④ 5/14 数え切れないほどの想い
イチゴのグラタンは、ラム酒のきいた大人の味だった。赤いイチゴが鮮やかで、カッテージチーズのやさしい酸味に頬がゆるみっぱなし。ふんわりと香るラム酒の風味と甘酸っぱいイチゴの相性も最高。
すっかり気分が良くなって、熊一は酒を飲み、一颯はアコースティックギターを持ち出して弾く。
「上手だね」
菜花が褒めると、まんざらでもない表情を見せたのに、長すぎる前髪で目を隠す。そして、ぽつりとつぶやいた。
「美寿丸様が楽器、好きだから」
「あっ、ここの神様が好きって、前に言ってたもんね」
「一颯ぐらいの信仰心が司にもあったら。さて、ちょっと薫ちゃんの様子を見てくる。菜花ちゃん、困ったことがあればいつでもここにおいで。一颯、菜花ちゃんは司の恩人だ。失礼なことしたら叩き出すからな」
「はぁーい」
元気よく返事をしたが、どことなく信用できない。菜花も帰ろうとしたのに、腕をつかまれた。
「お姉さん、綺麗な声をしてるよね。唇もほどよい厚みがあって」
「えっ?」
「よし、外に行こう。美寿丸様の近くで歌ってよ。きっと喜ぶから」
「歌うって、いま? 近所迷惑だよ」
「大丈夫、ここは森の中みたいなもんだから」
えぇぇっと困った顔をしても、一颯はまったく気にしない。鼻歌まじりで強引に菜花を外へ連れ出した。
外の空気は穏やかで、木々をゆらす風が心地良い。菜花は軽く息をついてあきらめた。そしてふと空を見上げると、明るい月が。もう少しで満月というふくよかさで皓々と輝いている。
「お姉さん、こっちぃー。
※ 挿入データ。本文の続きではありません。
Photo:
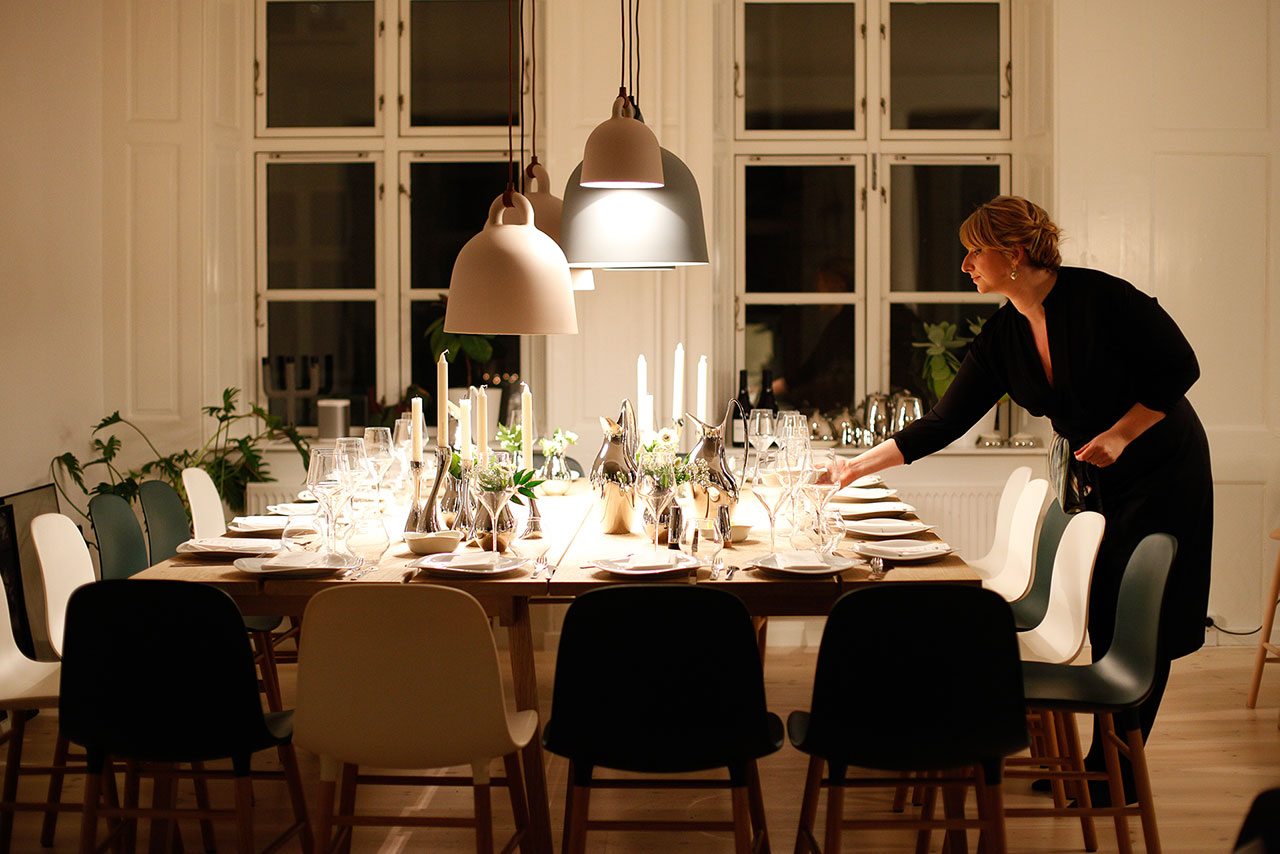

ここに座って」
拝殿のそばで一颯が手招きしている。菜花は思わず立ち止まった。
月が、木目の美しい賽銭箱と、大型の鈴を取り付けた鈴緒を青白く照らしていた。司と出会ったあの日のように。
「どうしたの?」
「あ、ごめん。いきなり歌ってと言われても」
「そっか。それじゃ適当に弾いてるから、歌いたくなったら歌ってよ」
音楽のことはさっぱりわからない。でも一颯が奏でる、音が楽しい。ジャーンと鳴らせば様になってるし、とても小さな繊細な音だって自由に操る。知ってる曲が耳に飛び込んでくると、身体が勝手にリズムを刻む。
いつの間にか菜花は声を出していた。腹の底から大きな声で。
アコースティックギターの音色に声が乗れば、華やかな歌になる。当たり前のことだけど、ふしぎな感覚だった。
やがて菜花の声に一颯の声が重なって、音が色に変わる。それは言葉よりもやさしくて、どこまでも輝いて夜空へ吸い込まれていく。宝石のような歌声が月明かりにとけていくのを見た。
「お姉さん、すごい。こんなにも楽しく歌ったの、久しぶり」
少し興奮した様子で一颯が笑う。菜花も腹の底から声を出して、驚くほど気持ちがいい。
「やっぱり、お姉さんは美寿丸様だ」
「え?」
「歌が上手いし、司のために首を差し出した。これは愛だね」
「違うよ。もともと六月の終わりまでだったから」
「どうして、うそつくの?」
長すぎる前髪の奥から、菜花の胸の内を探るような視線が絡み付く。たじたじになって手のひらに汗をかいていると、一颯はやわらかくほほ笑んだ。
「じゃあ、次は、司のことを考えて歌ってよ」
「池田さんの?」
小首を傾げたけど、彩りのあるメロディーが流れ出す。んー、と考えながら唇を薄く開いたが、声は出なかった。
この場所で出会って、猫耳メイド服を見られて、男子トイレで再会。記憶がよみがえると頭を抱えて叫びたくなる。
冷めた視線や、口の悪さに戸惑うことが多かった。でも、本気で怒ってくれたし、心配もしてくれた。
数え切れないほどの想いがあふれて、歌声より先に無色の色が頬を伝う。
「明日が来るのが怖い」
菜花は両膝を抱え込んで顔を伏せた。すると一颯が手を伸ばして、やさしく肩をなでた。大丈夫だよと何度もくり返しながら。
その様子を眺める影があったことを、菜花は知らない。